Marisol giggles, and I lean against the door. I’m out of Frankie’s line of sight, but I’m kind of enjoying listening to her and Marisol get along.

Marisol’s been the toughest nut to crack. It’s perfectly fucking justified — I told her that Gavin was cheating on her when he wasn’t, bit of an arsehole move there — but I’d certainly like to get on her better side.

“I’ve never even seen that movie,” Marisol says.

“I think it’s a Jersey thing. I swear I could quote you the whole thing.”

“My house was mostly telenovelas though my dad loves the Terminator movies,” Marisol says. “Maybe because they came out around the same time he moved to the U.S., so that version of Los Angeles seems really accurate, to them at least?”

“The one with the robot wars and... is that the movie with the lava factory or something at the end?”

“That’s the second one,” I finally volunteer. “The hand coming out of the molten metal? Choked me up. Saddest thing I’d ever seen.”

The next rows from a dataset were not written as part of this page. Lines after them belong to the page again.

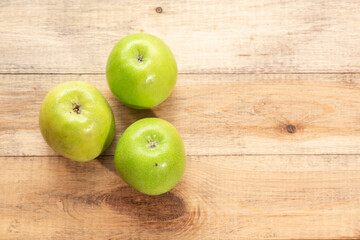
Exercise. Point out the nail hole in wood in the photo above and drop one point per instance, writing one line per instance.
(158, 9)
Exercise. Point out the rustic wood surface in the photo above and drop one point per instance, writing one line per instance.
(267, 102)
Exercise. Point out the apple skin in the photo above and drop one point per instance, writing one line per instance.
(78, 136)
(141, 71)
(150, 156)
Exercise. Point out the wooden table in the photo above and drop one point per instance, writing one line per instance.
(267, 102)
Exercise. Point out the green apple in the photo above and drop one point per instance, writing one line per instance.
(150, 156)
(141, 71)
(76, 121)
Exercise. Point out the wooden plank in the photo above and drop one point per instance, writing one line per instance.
(206, 36)
(215, 114)
(227, 197)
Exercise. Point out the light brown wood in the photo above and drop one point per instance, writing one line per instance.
(206, 36)
(267, 103)
(215, 114)
(219, 197)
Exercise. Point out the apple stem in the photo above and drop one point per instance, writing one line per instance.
(140, 58)
(76, 108)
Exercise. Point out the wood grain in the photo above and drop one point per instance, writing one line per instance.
(215, 114)
(219, 197)
(206, 36)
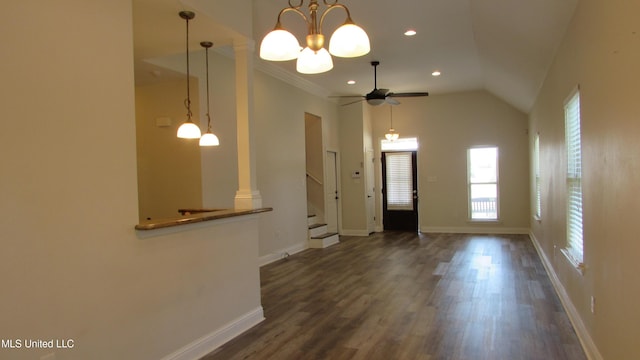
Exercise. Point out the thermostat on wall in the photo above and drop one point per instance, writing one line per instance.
(163, 121)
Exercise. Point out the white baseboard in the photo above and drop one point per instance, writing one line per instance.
(206, 344)
(474, 230)
(348, 232)
(324, 242)
(588, 345)
(281, 254)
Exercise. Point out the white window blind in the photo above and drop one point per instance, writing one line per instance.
(574, 248)
(399, 181)
(483, 183)
(536, 164)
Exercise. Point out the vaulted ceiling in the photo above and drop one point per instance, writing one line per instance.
(502, 46)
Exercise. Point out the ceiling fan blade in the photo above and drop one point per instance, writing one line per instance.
(391, 101)
(353, 102)
(416, 94)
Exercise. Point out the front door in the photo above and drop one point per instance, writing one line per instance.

“Explains a lot about you,” Frankie says, leaning her head back on the couch. She’s got a beer bottle in one hand, as does Marisol.

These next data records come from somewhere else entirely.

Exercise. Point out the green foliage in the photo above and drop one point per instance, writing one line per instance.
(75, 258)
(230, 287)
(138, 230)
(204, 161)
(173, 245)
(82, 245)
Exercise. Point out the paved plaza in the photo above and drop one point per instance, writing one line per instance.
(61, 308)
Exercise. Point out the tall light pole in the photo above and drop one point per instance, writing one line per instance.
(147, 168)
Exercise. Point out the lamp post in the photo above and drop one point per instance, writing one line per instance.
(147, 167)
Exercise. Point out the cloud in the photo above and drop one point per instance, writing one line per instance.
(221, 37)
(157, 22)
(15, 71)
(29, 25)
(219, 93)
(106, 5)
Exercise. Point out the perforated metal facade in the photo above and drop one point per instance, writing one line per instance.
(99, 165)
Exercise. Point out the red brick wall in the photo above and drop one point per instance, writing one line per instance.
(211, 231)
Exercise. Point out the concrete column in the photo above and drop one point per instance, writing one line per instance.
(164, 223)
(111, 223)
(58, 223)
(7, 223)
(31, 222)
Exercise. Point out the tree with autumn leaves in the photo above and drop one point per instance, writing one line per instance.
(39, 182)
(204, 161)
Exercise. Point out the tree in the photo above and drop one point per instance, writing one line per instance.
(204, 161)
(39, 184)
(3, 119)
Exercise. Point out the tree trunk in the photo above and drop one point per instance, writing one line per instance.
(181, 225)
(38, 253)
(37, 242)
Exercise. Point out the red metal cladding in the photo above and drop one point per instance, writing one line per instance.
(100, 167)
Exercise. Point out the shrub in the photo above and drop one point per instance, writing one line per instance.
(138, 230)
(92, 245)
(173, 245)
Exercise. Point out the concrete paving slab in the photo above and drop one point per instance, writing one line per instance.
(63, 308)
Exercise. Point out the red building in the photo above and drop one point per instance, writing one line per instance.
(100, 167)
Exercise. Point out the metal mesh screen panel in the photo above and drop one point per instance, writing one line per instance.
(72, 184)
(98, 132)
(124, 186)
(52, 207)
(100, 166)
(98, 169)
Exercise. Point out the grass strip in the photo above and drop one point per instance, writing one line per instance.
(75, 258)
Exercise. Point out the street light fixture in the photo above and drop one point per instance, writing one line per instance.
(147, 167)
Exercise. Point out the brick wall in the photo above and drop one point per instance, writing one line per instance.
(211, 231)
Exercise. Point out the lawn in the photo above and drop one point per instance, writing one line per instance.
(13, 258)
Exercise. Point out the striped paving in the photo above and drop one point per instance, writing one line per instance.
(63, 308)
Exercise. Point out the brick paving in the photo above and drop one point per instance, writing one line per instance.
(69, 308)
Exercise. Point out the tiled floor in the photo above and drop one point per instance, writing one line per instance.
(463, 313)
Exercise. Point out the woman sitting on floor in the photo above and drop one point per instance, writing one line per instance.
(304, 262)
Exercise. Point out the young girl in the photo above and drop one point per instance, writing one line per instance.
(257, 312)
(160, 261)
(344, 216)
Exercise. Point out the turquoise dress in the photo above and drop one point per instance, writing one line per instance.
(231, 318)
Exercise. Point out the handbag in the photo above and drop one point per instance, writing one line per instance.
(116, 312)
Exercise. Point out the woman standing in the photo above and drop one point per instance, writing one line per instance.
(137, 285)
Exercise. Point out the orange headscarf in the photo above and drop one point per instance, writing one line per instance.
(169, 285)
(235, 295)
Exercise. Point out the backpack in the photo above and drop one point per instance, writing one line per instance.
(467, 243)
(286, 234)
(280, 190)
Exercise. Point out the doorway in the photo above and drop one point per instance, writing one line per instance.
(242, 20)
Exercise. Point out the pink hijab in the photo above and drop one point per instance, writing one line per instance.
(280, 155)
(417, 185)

“What’s that supposed to mean?” I ask, coming over to sit next to her on the ratty couch.

Frankie just laughs.

“Are you done wrapping all your cables and checking off your lists and sweeping the floors or whatever it is you’re supposed to be doing after a show?” she asks.

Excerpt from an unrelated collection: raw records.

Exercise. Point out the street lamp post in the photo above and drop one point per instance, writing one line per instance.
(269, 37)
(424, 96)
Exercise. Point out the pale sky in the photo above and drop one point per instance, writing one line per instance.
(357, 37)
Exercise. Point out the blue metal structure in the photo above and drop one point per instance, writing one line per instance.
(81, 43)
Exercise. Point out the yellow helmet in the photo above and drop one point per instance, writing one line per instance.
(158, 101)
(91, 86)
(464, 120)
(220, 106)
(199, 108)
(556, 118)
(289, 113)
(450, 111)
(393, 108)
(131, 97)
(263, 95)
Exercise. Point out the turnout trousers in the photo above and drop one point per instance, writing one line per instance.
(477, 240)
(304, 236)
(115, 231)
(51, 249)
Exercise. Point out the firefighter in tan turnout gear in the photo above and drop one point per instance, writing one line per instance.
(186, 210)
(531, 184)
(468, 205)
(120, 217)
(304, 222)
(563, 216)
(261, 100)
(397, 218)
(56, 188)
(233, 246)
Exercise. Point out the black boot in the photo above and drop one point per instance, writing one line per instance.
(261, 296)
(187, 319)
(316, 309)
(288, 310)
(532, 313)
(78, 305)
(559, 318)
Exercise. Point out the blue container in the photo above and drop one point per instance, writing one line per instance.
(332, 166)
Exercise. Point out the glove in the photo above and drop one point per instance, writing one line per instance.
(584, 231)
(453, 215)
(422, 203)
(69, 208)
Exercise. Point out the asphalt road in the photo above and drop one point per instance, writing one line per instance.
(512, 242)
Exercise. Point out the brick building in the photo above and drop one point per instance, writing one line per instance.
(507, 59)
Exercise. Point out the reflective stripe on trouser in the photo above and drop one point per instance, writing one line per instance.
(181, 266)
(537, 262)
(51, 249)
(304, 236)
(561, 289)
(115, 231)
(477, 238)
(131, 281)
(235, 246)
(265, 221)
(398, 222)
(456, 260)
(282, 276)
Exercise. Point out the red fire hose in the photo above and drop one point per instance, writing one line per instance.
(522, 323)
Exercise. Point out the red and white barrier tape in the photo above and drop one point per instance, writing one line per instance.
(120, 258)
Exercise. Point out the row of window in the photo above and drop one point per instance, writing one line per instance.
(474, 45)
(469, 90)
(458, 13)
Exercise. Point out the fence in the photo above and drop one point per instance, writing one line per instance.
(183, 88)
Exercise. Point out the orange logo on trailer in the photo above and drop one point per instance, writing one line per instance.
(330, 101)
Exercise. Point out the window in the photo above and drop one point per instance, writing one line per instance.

“I believe you mean accepting the praise of our adoring fans. And signing tits,” I tease.

“He didn’t sign any tits!” a voice hollers from outside the room, and a moment later, Darcy’s head pops in.

“Neither did you,” I point out.

“Frankie’s much too nice for your bullshit,” Darcy says, still leaning against the doorframe. “Don’t go lying to her about what you’re signing.”

“She’s not that nice,” I say, grinning.

Frankie just smiles, shrugs, and polishes off her beer.

“We’re heading out,” Darcy says. “Good show, see you soon?”

“Right,” I say, waving.

On the other couch, Marisol finishes her beer as well, then sits up straight. Frowns.

Then burps, right out loud. My jaw drops, because Marisol doesn’t seem at all like the belch aloud sort.

“How many have the two of you had in here?” I ask.

Marisol just laughs, standing, bottle dangling between her fingers.

“Two, but I’m a lightweight,” she says, walking for the door. “I’m funner than you think, Liam.”

“Because you can shake the rafters with a belch?”

She tosses the bottle into a trash can near the door.

“I’m gonna go find Gavin. See you two around,” she says, and disappears through the door.

Frankie nuzzles into my shoulder.

“C’mon, pour me into my car and drive me to Trent’s house.”